IV. I wonder if we had been lulled into a kind of virus stupor with COVID because we had been so acclimated to the fearsome case fatality rate of Ebola. Get Ebola, and until recently, it was basically flip a coin as to whether you lived or died. Actually it was flipping a trick coin, since the mortality rate was a bit more than 50 percent until finally we established that two specific treatments definitively worked. A one percent case fatality sounds so pedestrian compared to Ebola's case fatality that I wonder if it even caught the epidemiologists by surprise. At any rate, some historian in the years to come may want to juxtapose the initial response to COVID in terms of the deadening of a stimulus-response brought on by Ebola preoccupation.
V. Irony: I worked with Ebola patients during the West African Outbreak five years ago. I was millimeters from that virus. I examined patients while they sweat on my PPE, held them while they vomited and while they cried. I gave one of them back rubs regularly. I held their hands and walked them from the suspect ward to the confirmed ward. On occasion I stuck needles into their arms in order to draw blood tests. And during my time working in the unit, I slept like a baby. I was never scared of what I was doing. It wasn't that I thought I was going to be okay--far from it--it's just that I was able to approach my work with a calm that never abandoned me.

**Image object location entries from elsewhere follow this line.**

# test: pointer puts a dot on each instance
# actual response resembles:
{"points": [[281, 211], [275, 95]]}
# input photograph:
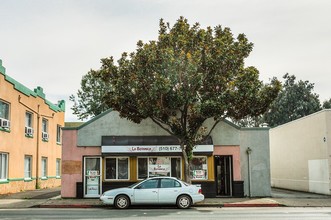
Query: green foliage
{"points": [[185, 77], [90, 98], [188, 75], [294, 101]]}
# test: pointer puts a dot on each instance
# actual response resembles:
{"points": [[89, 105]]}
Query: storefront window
{"points": [[142, 168], [159, 166], [117, 168], [198, 167]]}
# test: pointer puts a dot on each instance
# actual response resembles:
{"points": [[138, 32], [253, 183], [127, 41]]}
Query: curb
{"points": [[251, 205], [226, 205]]}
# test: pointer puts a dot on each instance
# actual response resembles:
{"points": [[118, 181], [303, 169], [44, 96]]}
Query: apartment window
{"points": [[117, 168], [58, 134], [159, 166], [199, 169], [4, 110], [28, 167], [44, 167], [3, 166], [4, 115], [28, 124], [58, 167], [44, 129]]}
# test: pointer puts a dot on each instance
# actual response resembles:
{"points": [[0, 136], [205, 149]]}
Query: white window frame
{"points": [[58, 134], [116, 179], [58, 167], [28, 170], [171, 157], [206, 158], [8, 113], [44, 167], [28, 123], [4, 166], [44, 127]]}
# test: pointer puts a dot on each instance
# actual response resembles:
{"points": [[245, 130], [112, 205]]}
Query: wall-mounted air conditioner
{"points": [[4, 123], [29, 131], [44, 135]]}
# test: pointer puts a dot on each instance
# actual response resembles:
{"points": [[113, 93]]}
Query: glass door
{"points": [[223, 174], [92, 177]]}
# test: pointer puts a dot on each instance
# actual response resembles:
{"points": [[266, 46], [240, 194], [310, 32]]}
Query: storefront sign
{"points": [[153, 149]]}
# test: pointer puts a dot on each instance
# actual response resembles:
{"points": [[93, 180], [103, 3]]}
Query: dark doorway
{"points": [[223, 174]]}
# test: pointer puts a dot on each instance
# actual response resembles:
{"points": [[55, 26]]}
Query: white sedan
{"points": [[156, 190]]}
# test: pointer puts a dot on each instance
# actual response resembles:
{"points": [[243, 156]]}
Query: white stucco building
{"points": [[300, 154]]}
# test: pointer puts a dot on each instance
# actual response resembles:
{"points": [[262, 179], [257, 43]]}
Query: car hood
{"points": [[118, 190]]}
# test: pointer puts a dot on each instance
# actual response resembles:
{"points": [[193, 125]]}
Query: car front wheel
{"points": [[122, 202], [184, 202]]}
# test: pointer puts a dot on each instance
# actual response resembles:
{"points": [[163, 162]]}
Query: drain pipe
{"points": [[249, 151]]}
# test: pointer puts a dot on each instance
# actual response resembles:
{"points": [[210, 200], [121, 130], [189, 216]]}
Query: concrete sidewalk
{"points": [[46, 199]]}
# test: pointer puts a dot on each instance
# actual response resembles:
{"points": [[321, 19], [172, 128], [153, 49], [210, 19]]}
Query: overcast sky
{"points": [[53, 43]]}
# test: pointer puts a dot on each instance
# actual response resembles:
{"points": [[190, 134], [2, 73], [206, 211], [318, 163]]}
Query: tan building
{"points": [[301, 154], [30, 137]]}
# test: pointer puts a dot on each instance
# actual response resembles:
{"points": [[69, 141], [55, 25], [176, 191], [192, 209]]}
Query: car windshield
{"points": [[133, 185]]}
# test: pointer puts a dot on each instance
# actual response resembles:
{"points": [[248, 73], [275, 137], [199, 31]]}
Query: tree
{"points": [[89, 101], [327, 104], [294, 101], [187, 76]]}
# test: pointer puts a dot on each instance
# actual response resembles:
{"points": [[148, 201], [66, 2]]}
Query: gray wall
{"points": [[225, 133], [257, 140]]}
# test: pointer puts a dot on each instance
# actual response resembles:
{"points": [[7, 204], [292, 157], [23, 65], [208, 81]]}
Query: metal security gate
{"points": [[223, 174], [92, 177]]}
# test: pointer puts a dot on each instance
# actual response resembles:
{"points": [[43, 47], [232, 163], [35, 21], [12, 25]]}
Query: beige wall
{"points": [[300, 154], [17, 145]]}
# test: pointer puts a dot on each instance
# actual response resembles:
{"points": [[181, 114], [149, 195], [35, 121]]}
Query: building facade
{"points": [[30, 137], [109, 152], [301, 154]]}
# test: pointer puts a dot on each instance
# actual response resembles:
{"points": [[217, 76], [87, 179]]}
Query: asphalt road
{"points": [[282, 213]]}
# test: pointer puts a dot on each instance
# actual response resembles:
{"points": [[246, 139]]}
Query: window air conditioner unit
{"points": [[28, 131], [4, 123], [44, 135]]}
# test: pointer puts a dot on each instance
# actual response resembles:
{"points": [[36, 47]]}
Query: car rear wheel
{"points": [[184, 202], [122, 202]]}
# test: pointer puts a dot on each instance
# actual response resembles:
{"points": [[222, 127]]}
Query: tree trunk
{"points": [[187, 177]]}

This thing? It's not so much that I'm scared, but I am definitely tense, and in a way that I never was in the Ebola Treatment Unit. The whole damn hospital is Hot--indeed, the entire state is Hot. And there is something grim and menacing about that.
VI. More on books to read another day, but if anyone wants to step back from the daily COVID cacophony yet still learn something about this moment in history in which we find ourselves, there may not be a better book than John Barry's The Great Influenza. It is impossible to read this book now without feeling a sense of deja vu. If you really do have the time on your hands, this is a good place to start--but more on some other pandemic/plague books worth reading another time.